Plastic Bottles for Storing and Cleaning Brushes
Always remember to pack two plastic bottles for your brushes. You will need one with clean water to dip your brushes into while painting and one filled with soapy water for cleaning brushes after use.
Portable Table And Chairs
A face painter who advertises their services normally focuses on getting work at children's parties. Aside from your face-painting kit, include in your budget a portable, folding work table and a couple of lightweight stools—one for you and one for your client. When buying your table and chairs, think about how easy they will be to transport and set up when you are working. Always try and think about the easiest way to get yourself and your work tools from point A to point B.

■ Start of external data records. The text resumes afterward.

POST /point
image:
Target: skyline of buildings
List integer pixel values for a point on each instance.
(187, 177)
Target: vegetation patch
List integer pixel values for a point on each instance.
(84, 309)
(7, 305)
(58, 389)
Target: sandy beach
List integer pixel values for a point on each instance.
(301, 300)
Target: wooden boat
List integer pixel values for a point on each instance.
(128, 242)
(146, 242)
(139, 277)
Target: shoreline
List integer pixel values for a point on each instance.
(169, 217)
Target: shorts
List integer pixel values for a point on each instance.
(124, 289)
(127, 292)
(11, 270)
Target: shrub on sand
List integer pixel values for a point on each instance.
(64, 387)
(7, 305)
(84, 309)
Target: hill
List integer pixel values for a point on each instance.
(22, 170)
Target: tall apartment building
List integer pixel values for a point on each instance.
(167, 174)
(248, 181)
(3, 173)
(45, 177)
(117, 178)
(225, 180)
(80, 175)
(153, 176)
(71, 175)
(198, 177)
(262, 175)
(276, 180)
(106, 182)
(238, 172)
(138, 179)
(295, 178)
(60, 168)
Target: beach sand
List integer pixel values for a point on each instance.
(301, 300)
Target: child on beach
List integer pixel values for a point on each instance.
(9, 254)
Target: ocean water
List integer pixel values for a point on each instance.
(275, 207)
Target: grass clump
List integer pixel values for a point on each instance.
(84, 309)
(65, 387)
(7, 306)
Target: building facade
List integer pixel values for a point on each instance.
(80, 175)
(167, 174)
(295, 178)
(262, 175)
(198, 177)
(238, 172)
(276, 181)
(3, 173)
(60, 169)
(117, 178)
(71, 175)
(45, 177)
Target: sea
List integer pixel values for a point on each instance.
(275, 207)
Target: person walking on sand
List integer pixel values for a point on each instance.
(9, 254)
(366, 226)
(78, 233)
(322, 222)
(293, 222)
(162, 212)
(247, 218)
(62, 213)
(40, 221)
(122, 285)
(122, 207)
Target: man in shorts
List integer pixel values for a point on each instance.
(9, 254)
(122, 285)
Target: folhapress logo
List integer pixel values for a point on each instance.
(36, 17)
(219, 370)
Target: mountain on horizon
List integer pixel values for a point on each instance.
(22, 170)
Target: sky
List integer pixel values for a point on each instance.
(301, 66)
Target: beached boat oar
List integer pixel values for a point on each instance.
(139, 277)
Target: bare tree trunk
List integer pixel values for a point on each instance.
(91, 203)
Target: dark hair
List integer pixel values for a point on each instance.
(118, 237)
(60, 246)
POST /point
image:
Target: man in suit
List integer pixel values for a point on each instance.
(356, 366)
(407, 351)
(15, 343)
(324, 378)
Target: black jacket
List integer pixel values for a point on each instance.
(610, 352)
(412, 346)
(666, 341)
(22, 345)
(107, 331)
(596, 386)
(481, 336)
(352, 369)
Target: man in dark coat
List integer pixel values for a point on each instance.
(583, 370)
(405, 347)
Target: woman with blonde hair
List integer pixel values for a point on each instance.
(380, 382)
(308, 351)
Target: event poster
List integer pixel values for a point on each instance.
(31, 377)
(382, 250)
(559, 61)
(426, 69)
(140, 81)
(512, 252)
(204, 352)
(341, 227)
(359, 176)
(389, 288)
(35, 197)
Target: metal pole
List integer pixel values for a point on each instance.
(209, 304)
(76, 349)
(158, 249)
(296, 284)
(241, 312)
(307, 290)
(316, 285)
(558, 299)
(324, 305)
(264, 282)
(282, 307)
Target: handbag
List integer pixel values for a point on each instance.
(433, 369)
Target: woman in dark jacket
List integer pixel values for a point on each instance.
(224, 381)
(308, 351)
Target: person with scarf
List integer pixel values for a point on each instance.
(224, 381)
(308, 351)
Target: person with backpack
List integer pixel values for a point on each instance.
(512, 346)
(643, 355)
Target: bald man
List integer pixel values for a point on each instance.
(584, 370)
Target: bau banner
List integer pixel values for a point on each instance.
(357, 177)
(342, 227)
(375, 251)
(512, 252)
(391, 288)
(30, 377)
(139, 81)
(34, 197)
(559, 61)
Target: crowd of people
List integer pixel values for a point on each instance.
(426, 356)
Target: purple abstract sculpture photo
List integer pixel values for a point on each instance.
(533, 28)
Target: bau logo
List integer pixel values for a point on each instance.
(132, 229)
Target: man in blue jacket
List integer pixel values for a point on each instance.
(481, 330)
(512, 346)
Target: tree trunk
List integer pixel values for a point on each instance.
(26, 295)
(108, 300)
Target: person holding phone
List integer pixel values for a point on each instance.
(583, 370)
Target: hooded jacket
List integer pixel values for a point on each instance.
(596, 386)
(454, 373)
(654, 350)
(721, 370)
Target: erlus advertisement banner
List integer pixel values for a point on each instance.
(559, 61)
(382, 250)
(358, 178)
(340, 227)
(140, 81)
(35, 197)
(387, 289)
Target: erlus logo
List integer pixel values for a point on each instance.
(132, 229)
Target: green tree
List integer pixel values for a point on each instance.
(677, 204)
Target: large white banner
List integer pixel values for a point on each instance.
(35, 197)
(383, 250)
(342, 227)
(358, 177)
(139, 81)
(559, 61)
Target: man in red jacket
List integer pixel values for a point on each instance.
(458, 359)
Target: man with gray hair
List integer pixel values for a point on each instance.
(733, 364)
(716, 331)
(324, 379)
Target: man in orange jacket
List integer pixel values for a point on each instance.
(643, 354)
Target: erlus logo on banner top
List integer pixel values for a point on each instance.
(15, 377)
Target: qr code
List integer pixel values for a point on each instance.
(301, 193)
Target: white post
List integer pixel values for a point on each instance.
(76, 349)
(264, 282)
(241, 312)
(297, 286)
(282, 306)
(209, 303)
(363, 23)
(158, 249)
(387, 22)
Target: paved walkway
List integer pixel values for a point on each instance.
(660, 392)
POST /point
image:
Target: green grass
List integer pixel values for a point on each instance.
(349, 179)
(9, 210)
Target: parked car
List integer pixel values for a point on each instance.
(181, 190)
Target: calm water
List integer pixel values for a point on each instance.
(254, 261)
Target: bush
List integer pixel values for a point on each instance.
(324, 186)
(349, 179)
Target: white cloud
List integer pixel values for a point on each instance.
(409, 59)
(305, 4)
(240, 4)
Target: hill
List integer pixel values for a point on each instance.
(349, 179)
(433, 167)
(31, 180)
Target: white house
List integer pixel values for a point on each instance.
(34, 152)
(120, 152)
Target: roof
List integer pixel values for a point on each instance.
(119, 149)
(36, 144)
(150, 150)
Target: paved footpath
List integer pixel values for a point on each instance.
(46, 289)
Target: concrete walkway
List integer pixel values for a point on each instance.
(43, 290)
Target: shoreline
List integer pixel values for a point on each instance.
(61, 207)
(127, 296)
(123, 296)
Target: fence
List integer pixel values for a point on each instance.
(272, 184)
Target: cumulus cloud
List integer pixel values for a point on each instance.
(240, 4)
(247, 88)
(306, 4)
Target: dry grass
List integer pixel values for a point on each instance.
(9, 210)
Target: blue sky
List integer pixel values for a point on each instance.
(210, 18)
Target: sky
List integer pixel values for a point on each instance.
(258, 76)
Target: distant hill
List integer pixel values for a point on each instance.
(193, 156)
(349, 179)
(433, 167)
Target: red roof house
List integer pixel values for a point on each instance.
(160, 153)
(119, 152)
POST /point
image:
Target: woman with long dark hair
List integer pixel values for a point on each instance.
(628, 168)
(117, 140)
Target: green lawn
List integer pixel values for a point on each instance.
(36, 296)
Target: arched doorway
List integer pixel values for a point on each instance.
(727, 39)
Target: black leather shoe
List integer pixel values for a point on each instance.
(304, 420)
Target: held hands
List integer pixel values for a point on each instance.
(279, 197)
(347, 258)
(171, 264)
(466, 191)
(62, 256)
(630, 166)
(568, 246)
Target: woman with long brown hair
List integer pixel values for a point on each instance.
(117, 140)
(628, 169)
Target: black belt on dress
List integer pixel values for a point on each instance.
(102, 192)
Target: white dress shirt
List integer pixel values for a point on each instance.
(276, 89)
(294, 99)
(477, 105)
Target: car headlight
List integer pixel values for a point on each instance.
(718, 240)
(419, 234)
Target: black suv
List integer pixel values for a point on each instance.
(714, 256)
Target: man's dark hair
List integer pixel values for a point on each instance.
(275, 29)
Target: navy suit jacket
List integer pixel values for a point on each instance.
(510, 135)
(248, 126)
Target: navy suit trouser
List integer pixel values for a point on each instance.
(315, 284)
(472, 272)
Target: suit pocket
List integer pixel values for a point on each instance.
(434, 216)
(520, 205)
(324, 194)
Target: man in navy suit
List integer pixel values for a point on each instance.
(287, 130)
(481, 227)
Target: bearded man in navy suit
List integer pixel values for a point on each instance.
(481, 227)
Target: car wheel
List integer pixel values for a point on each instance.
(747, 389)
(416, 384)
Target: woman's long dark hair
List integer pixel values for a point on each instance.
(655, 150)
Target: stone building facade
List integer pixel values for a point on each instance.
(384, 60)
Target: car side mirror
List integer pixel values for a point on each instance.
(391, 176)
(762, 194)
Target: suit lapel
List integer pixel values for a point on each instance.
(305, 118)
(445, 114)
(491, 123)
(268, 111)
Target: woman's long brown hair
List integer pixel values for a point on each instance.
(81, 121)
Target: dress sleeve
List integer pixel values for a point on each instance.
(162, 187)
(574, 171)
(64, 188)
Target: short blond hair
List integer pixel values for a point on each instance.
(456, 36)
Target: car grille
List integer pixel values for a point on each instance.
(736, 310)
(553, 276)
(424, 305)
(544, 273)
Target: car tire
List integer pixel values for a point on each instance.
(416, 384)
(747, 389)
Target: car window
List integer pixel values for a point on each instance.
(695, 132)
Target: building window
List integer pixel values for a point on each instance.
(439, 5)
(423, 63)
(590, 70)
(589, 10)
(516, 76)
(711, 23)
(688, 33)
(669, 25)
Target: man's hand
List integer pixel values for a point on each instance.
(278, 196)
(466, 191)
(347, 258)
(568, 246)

More Items You'll Probably Need
- Hairband or clips for pinning the customer's hair away from their face
- Small hand mirror to show your customer your finished work
- Packet of facial cleansing wipes (handy for mistakes)
- Clean towel for your face painting table
- Glitter for giving your designs that special touch
- Stencils, stickers, and specialty items (optional when first starting out)
Remember my guide of what to include in your basic kit is designed to get you started without too much expense. I found when starting out as a face painter that having too many paints, brushes, and fancy tools often confused me, and most of the time I stuck to the designs I knew how to do well.
Remember that practice is the key to mastering great designs. Until you gain confidence and speed with your work, offer your customers the designs you are good at and have practiced many times at home. I hope this article has given you some great ideas.
This content is accurate and true to the best of the author’s knowledge and is not meant to substitute for formal and individualized advice from a qualified professional.